Des chercheurs de l’EPFL (Lausanne) ont mis au point une méthode d’apprentissage automatique permettant de reproduire artificiellement le codage sensoriel effectué par la rétine. Elle pourrait un jour être appliquée aux implants rétiniens dans le but d’améliorer la qualité visuelle. La nouvelle approche consiste globalement à compresser les images d’une façon spécifique afin de préserver intégralement la qualité et la pertinence des informations visuelles.
La rétine est une petite membrane tapissée tout au fond du globe oculaire. Elle est composée de cellules photoréceptives dont le rôle est de transformer les signaux lumineux en signaux électriques, afin qu’ils soient transmis au cerveau par le nerf optique. La dégradation des photorécepteurs peut gravement compromettre la vision, et peut aller jusqu’à causer la cécité. Pour les personnes affectées par cette défaillance, les implants rétiniens représentent une solution potentielle pour remplacer artificiellement cette fonction. Les dispositifs actuels sont composés de plus d’un millier de microélectrodes, mais ne permettent de transmettre que des informations visuelles de basse qualité.
Toutefois, la conception de tels implants pose un défi majeur : le codage sensoriel. Il s’agit de la capacité à convertir efficacement les données environnementales captées en signaux que le cerveau peut interpréter. Le processus peut effectivement s’avérer complexe en raison du nombre restreint d’électrodes, limitant ainsi la quantité d’informations traitées.
La solution généralement adoptée est de compresser et d’optimiser les données sensorielles recueillies pour maximiser la quantité et la qualité des informations transmises sans surcharger le système ou réduire la fidélité des données. À cette fin, une équipe de chercheurs issus de divers établissements s’est tournée vers l’apprentissage automatique. Une de leurs récentes expériences montre un potentiel prometteur pour surmonter ce défi, en optimisant le processus de codage sensoriel. Les détails de l’étude ont été publiés dans la revue Nature Communications.

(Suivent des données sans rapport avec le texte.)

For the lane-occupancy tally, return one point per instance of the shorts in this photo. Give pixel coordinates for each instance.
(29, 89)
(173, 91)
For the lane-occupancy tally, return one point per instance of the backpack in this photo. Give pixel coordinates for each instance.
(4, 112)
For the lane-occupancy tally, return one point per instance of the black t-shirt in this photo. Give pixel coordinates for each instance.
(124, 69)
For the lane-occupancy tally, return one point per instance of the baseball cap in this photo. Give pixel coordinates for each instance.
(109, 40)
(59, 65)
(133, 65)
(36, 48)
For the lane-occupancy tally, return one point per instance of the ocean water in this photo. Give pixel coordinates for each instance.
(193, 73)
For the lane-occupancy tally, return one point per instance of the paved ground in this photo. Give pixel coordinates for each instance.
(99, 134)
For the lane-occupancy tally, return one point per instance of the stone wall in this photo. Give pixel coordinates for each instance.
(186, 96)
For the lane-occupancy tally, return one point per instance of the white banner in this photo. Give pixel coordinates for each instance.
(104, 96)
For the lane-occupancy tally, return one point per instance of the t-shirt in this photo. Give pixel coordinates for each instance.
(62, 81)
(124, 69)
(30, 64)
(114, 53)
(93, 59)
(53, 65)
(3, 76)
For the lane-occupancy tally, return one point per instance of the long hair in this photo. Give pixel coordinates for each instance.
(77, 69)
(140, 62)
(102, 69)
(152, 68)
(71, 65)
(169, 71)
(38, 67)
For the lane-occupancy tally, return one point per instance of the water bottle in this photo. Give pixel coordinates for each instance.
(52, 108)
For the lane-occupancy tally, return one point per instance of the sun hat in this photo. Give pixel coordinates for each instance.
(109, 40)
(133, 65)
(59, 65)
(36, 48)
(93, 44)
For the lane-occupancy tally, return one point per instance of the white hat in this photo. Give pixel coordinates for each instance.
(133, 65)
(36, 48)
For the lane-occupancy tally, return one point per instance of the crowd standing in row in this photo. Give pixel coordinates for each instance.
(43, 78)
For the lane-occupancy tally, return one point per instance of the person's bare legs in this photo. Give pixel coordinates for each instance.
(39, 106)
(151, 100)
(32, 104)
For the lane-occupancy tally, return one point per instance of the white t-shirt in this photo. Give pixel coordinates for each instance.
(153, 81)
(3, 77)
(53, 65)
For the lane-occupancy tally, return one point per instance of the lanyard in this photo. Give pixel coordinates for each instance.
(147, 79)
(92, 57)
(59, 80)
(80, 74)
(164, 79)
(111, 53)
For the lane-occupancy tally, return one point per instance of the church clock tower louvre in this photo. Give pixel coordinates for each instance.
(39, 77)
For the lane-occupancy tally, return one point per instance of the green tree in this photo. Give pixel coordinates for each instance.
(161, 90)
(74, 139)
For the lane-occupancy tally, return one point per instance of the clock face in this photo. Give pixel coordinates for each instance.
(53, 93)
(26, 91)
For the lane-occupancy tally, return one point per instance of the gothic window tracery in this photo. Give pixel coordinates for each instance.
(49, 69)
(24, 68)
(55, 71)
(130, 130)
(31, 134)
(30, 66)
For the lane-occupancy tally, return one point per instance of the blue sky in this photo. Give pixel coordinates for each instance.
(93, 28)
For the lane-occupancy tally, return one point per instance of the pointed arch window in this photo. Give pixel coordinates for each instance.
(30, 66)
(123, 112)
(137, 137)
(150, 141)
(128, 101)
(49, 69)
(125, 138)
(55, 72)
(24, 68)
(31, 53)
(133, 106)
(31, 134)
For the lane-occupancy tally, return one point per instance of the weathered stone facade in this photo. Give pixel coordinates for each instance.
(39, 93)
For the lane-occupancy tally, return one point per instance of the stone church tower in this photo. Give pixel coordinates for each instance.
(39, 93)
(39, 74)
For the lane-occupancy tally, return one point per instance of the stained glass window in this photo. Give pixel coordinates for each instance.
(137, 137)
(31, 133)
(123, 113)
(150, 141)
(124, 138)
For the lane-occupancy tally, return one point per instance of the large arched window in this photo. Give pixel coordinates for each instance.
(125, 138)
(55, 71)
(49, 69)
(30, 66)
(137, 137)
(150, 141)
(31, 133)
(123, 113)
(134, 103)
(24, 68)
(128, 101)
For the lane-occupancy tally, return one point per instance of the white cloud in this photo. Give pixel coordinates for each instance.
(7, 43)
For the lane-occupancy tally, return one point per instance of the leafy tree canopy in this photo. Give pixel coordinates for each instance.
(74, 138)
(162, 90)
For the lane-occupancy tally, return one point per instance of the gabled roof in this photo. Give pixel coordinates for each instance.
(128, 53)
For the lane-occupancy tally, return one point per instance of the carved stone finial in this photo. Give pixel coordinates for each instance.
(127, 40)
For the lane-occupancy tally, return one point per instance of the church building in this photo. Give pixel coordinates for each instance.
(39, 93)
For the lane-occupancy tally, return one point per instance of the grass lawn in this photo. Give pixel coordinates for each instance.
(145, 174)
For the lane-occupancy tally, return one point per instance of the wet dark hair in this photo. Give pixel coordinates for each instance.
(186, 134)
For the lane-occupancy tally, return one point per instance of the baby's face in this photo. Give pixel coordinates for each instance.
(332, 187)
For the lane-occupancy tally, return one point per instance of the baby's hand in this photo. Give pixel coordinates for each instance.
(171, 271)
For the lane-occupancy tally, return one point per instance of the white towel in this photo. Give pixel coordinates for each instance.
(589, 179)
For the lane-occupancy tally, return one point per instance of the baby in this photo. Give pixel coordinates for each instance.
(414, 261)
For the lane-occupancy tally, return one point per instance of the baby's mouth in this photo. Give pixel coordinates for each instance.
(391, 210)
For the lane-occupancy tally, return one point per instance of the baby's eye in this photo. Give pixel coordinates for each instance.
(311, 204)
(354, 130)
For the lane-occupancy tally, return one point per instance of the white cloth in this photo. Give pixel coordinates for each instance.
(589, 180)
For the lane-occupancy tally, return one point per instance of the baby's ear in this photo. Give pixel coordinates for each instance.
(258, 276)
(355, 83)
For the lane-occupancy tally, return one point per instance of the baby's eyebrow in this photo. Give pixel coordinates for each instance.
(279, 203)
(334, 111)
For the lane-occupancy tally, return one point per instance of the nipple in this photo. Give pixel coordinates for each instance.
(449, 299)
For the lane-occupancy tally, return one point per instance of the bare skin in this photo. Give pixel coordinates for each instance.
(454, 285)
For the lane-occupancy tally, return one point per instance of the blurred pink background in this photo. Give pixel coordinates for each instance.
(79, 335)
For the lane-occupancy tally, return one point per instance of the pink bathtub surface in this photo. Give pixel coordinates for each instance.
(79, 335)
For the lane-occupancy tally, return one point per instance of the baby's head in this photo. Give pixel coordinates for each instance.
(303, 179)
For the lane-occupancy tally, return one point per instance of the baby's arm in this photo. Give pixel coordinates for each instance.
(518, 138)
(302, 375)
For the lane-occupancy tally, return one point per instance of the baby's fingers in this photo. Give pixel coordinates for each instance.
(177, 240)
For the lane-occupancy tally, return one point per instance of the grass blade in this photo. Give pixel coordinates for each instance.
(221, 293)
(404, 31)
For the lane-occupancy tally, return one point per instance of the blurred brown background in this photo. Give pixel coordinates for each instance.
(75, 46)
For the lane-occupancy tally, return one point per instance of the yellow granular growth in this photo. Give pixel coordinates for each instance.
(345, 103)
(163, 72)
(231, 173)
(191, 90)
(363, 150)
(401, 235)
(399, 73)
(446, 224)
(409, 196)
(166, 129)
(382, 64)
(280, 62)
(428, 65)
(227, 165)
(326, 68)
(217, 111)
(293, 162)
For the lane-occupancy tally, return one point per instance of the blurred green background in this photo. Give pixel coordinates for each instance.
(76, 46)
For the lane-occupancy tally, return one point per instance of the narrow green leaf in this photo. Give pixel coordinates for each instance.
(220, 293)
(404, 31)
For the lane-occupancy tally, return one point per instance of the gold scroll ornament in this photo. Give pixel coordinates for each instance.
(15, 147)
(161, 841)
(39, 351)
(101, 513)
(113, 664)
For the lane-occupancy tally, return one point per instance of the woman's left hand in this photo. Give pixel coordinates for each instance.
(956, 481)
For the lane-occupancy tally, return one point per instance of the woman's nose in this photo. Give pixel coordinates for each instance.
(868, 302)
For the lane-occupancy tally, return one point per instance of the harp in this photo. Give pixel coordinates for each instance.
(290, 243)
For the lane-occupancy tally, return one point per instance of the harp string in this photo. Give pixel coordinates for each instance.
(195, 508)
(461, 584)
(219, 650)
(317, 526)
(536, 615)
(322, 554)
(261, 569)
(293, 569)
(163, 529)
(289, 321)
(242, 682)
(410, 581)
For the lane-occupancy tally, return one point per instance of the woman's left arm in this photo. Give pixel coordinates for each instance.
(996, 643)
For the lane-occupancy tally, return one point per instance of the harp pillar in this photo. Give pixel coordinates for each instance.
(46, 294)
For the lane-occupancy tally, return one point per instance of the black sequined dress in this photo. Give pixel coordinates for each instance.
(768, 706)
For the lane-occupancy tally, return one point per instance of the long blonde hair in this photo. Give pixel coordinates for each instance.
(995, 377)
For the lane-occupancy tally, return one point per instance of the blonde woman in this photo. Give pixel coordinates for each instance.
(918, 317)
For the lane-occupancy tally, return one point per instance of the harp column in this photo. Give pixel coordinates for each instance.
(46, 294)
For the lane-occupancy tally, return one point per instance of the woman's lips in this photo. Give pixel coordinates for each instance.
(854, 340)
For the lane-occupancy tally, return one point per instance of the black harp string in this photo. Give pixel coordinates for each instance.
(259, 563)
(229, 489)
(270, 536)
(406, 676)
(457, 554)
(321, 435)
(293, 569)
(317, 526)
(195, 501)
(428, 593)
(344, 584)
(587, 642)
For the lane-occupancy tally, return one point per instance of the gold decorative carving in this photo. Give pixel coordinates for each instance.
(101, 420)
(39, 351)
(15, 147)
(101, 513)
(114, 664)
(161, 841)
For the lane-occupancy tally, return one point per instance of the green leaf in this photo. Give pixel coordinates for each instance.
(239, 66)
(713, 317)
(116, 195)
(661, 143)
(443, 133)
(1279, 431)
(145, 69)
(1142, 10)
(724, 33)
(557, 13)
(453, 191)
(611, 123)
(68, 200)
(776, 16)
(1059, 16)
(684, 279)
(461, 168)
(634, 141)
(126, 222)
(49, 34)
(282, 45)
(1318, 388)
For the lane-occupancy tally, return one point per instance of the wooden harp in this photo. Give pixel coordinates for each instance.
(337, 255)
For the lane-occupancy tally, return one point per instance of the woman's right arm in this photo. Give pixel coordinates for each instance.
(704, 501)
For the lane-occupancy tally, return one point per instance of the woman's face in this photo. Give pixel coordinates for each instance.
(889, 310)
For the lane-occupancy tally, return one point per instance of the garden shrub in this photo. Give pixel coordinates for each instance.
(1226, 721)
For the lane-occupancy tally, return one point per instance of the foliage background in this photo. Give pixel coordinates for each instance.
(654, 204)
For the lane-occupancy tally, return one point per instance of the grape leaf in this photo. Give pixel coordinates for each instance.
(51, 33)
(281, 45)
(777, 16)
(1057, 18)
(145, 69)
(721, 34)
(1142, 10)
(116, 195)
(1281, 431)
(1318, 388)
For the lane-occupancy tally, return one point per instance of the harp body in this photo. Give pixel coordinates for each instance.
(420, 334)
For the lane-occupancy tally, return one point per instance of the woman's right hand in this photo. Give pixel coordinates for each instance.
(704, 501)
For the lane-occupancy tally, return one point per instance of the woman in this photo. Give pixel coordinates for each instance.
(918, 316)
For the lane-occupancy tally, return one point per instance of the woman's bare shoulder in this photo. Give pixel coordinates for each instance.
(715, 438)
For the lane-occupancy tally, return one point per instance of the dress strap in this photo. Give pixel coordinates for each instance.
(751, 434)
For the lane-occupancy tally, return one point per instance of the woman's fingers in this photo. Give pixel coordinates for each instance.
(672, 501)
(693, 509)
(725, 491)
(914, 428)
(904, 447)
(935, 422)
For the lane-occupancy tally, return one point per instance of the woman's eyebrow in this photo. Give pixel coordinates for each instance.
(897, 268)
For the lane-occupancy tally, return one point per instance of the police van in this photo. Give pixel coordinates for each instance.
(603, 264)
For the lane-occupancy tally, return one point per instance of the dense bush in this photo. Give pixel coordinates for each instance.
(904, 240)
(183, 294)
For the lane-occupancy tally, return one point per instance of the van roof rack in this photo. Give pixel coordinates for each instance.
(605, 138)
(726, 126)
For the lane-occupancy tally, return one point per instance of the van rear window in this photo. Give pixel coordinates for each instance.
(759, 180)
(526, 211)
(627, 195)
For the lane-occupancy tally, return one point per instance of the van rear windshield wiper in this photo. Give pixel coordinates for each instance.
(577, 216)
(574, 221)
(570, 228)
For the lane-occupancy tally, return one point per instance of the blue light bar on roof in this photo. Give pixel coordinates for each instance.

Deux groupes neuronaux distincts travaillant main dans la main
Concrètement, les chercheurs ont développé une méthode d’apprentissage automatique qu’ils ont appelé « actor-model framework ». Le système implique l’entraînement de deux groupes neuronaux qui travaillent en étroite collaboration. La première composante du framework est un réseau de neurones appelé « modèle » agissant comme un jumeau numérique de la rétine humaine. Ce modèle est entraîné à recevoir une image haute résolution et à la transformer en un code neuronal binaire. L’idée est de générer un code se rapprochant autant que possible du code neuronal généré par une rétine biologique en réponse à la même image. Pour y parvenir, les chercheurs lui ont appris à comprendre et à simuler le traitement complexe que la rétine naturelle effectue lorsqu’elle perçoit une image, incluant la gestion des contrastes, des couleurs et d’autres aspects visuels.
Le deuxième réseau neuronal, appelé « acteur », est entraîné à réduire le nombre de pixels d’une image haute résolution tout en préservant autant que possible les informations visuelles essentielles. Ce processus est appelé « sous-échantillonnage ». L’objectif de cet entraînement est d’apprendre à transformer une image haute résolution en une version sous-échantillonnée qui, une fois traitée par le modèle, produit un code neuronal aussi proche que possible de celui qu’une rétine biologique générerait en réponse à l’image originale non compressée.
Des expériences prometteuses
En vue de tester l’efficacité et la précision du système, les chercheurs ont effectué des expériences ex vivo en utilisant des rétines prélevées sur des cadavres de souris. Les résultats ont montré que les images traitées par leur méthode induisaient des réponses neuronales plus proches de celles générées par les images originales de haute résolution, comparées aux images compressées par des méthodes informatiques traditionnelles sans apprentissage automatique.
Suite à cet exploit, les chercheurs reconnaissent le potentiel de leur système dans d’autres applications. Le framework pourrait effectivement être adapté pour améliorer d’autres types de prothèses sensorielles ou neuroprothétiques, comme les implants auditifs ou les prothèses de membres. Cette approche pourrait optimiser la façon dont ces dispositifs codent et transmettent les informations sensorielles cérébrales. Néanmoins, des recherches supplémentaires sont nécessaires afin de définir si le système est sûr pour une utilisation dans des implants rétiniens humains et d’autres prothèses.